Matiang’i observed that indiscipline was another major issue and needed to be nipped in the bud, saying a majority of the officers  were fairly young people, who are facing challenges and needed guidance.

“I think as seniors we have not been managing the troops and   junior officers who have been entrusted to us.

A time has come that we need to be a bit more strict in terms of how we coordinate and organise the officers.

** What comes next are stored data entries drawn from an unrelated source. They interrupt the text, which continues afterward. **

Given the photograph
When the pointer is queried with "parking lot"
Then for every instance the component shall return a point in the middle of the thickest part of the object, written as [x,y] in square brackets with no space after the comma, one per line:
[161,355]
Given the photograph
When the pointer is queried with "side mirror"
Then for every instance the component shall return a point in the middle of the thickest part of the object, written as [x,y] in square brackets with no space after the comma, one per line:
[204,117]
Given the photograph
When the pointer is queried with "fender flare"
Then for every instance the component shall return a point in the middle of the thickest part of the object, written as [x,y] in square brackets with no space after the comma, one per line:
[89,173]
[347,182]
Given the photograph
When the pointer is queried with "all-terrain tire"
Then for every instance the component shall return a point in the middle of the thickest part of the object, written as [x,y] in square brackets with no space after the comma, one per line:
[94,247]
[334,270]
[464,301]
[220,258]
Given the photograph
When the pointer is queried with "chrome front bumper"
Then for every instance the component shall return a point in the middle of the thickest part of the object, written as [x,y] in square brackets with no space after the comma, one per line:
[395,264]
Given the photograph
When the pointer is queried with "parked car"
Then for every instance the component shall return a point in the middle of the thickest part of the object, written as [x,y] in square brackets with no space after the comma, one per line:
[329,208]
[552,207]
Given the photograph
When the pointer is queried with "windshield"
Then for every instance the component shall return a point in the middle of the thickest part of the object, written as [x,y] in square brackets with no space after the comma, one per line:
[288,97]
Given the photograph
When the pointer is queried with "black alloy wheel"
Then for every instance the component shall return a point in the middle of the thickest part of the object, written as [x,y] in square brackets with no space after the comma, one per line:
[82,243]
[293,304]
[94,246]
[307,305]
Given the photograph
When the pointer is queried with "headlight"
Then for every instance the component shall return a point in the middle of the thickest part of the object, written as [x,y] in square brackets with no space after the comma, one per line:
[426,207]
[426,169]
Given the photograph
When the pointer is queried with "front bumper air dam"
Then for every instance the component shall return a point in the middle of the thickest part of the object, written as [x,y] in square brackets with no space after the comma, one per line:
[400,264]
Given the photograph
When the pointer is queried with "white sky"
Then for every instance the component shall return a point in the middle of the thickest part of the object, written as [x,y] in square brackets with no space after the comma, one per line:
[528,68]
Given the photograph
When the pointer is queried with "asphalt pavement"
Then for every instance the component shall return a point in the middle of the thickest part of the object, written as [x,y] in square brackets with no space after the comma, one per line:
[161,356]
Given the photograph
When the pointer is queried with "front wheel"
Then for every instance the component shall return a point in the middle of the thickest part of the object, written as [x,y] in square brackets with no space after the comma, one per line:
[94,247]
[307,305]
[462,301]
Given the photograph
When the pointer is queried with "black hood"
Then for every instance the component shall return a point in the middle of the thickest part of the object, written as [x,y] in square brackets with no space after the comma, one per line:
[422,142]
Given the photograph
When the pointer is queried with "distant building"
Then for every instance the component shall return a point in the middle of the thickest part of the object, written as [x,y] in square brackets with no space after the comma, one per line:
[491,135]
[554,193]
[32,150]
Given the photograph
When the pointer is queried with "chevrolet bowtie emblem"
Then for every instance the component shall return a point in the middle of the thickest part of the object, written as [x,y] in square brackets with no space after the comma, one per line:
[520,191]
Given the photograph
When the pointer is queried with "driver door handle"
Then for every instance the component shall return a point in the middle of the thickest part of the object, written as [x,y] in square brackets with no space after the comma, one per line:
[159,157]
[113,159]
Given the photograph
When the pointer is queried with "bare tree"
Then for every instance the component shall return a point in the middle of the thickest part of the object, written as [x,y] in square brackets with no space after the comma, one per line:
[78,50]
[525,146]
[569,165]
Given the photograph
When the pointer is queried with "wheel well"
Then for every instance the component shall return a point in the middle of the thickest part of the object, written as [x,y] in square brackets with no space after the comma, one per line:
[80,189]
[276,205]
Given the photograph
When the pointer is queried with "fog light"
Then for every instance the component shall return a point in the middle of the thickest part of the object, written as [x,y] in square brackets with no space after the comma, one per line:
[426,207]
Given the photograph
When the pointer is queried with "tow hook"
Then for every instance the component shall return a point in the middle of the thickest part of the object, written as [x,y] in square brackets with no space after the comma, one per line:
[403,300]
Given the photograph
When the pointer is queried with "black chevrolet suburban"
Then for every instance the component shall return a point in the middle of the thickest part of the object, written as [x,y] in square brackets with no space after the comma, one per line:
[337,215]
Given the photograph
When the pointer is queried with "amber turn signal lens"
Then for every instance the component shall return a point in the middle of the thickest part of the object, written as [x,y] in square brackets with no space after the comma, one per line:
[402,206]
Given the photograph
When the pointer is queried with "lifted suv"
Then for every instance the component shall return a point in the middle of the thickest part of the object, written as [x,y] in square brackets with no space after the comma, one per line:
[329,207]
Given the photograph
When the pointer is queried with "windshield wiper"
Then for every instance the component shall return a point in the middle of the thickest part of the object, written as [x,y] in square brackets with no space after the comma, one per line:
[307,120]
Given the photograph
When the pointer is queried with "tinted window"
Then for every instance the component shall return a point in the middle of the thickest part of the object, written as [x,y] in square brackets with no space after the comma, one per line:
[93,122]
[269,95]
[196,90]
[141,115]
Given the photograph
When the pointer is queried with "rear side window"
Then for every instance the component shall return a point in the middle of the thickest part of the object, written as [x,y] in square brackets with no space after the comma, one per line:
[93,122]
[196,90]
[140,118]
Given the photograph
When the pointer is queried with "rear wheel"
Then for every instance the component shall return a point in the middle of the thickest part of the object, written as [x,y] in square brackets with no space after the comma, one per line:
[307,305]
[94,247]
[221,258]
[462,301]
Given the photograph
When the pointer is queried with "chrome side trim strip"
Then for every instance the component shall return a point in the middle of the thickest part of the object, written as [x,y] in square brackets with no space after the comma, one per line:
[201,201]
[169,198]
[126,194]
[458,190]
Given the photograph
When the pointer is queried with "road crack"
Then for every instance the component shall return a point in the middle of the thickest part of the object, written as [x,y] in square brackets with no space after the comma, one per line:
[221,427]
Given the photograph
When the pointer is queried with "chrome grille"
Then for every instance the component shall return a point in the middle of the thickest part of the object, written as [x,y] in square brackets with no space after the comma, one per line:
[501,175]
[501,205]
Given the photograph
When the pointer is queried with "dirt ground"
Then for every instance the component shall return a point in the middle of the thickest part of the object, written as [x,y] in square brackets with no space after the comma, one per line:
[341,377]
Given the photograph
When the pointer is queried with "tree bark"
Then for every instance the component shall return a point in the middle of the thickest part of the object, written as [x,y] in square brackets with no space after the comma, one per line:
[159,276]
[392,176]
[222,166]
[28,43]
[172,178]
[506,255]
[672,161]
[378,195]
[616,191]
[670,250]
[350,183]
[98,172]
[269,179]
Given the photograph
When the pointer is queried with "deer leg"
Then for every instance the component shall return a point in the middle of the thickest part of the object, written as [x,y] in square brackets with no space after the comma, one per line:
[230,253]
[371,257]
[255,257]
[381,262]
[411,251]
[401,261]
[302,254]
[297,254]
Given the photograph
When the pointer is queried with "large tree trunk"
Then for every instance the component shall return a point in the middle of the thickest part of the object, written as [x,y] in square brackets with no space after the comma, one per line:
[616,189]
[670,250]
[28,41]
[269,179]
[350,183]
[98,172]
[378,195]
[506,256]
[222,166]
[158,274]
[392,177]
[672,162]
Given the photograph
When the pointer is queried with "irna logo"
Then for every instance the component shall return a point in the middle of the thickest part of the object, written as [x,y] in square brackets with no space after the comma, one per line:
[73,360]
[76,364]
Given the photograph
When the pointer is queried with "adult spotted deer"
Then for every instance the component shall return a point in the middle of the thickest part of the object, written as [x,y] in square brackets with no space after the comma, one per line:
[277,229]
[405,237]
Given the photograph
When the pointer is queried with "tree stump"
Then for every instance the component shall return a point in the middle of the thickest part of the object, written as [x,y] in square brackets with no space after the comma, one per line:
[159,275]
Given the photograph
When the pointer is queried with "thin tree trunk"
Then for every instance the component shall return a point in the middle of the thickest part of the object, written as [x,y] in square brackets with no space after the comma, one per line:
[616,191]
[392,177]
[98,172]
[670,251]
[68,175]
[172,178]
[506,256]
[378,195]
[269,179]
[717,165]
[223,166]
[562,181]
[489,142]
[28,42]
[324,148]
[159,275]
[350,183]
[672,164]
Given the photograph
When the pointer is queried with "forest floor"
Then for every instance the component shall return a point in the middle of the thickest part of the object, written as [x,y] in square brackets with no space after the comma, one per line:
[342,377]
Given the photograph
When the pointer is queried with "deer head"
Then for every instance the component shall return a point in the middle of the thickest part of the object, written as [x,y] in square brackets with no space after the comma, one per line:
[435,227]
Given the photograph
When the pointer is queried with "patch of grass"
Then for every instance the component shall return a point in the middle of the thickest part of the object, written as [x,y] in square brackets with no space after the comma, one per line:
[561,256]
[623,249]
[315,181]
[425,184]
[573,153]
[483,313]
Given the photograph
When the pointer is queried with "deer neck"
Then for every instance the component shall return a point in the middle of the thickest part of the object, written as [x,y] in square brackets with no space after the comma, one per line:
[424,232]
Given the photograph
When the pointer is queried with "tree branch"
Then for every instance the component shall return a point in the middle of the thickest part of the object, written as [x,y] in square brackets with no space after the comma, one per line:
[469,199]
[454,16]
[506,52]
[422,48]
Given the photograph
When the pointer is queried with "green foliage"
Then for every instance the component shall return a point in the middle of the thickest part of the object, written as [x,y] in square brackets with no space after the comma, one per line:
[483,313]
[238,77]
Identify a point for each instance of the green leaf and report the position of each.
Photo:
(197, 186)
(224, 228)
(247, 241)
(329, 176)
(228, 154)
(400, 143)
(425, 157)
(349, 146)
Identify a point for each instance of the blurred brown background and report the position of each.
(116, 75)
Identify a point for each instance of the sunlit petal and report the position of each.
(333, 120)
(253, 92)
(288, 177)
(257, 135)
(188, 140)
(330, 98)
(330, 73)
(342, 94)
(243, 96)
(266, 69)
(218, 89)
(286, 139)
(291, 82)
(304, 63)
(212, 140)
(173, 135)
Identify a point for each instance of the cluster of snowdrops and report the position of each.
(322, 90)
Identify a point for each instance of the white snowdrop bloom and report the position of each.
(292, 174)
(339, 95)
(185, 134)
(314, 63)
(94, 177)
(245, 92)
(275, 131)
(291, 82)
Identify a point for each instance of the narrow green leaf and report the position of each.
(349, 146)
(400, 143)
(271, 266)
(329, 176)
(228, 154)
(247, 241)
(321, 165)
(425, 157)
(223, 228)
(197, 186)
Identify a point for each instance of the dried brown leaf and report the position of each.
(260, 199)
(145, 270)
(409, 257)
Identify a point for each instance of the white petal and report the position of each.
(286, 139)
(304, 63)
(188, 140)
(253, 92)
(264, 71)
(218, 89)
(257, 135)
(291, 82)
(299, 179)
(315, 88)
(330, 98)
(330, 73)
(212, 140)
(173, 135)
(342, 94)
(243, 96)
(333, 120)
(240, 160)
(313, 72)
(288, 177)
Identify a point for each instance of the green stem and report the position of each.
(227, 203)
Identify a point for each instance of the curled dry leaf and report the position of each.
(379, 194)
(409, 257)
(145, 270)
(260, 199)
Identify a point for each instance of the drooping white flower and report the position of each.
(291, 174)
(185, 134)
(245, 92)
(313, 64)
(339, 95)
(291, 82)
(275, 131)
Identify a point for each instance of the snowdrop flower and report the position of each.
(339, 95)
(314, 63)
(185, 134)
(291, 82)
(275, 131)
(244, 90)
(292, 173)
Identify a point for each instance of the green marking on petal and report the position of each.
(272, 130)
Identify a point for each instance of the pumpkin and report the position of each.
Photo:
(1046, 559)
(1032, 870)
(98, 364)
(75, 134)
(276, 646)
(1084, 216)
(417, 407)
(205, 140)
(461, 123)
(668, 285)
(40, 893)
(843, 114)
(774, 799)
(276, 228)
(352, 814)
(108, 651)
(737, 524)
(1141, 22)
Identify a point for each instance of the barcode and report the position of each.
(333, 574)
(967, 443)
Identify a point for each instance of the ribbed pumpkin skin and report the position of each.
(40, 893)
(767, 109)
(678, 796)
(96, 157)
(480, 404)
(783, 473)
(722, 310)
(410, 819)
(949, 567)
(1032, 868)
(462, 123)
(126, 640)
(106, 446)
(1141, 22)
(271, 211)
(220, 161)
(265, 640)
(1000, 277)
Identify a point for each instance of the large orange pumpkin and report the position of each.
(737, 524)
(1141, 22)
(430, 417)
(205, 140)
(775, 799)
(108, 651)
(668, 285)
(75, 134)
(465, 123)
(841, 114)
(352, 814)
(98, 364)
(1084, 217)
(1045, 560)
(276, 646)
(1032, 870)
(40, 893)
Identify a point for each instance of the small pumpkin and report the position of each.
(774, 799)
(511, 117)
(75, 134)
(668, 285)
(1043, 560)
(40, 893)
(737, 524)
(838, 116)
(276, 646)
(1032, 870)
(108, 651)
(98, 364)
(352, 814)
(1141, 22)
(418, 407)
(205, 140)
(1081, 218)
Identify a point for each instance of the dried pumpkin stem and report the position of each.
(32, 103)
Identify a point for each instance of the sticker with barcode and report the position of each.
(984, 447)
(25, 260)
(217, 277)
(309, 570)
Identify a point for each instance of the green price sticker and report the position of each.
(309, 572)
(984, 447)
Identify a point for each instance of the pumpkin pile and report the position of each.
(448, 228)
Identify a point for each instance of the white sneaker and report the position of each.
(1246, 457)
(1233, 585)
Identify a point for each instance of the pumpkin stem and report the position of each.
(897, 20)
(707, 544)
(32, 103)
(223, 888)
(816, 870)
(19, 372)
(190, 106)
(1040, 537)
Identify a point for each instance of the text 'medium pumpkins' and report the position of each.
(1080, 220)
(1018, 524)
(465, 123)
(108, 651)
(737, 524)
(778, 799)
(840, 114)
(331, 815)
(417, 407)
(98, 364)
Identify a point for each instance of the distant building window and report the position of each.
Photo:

We have to ensure they are completely disciplined,” he said.

Police commanders were urged to visit and regularly meet their juniors. 

“Recently we have noticed some challenges related to drunkenness and poor behaviour on some of our junior officers, which we are already dealing with,” he said.

The Minister said officers needed to be candid with members of the public. “Some of these things are embarrassing and frustrating but we have to face them,” he said.

Regarding the killing of two people at the Rioma Police Station in  Kisii, the CS said investigation was almost through and asked the commanders to be truthful when such incidents occur.

“I want to commit to the public that we will act and take decisions in the direction that the investigation is going to show us.

If there are officers who were involved they will of course face the full force of the law,” he said.

Survey also identified insufficient funding and delay on disbursement of funds as a major reason for poor service delivery.

According to the survey, the Authority to Incur Expenditure (AIE) allocation to police divisions only covered 48 per cent of the cost of running over 1,400 police stations.

Insufficient funding

 “Nearly 800 police stations are yet to be funded under the AIE allocations to police divisions,” the report shows.

Study involved 127 Police Station Commanders, 1,811 police officers and 2,244 covering 47 counties.

Handling of  complaints was another area the study suggested needed  improvement, after 21 per cent of respondents expressed satisfaction.

Discipline scored 48 per cent due to increased number of allegations and offences against police officers, the highest of which was disobeying lawful command (21 per cent), followed by negligence (21 per cent), physical assault (16 per cent) and harassment and intimidation (10 per cent).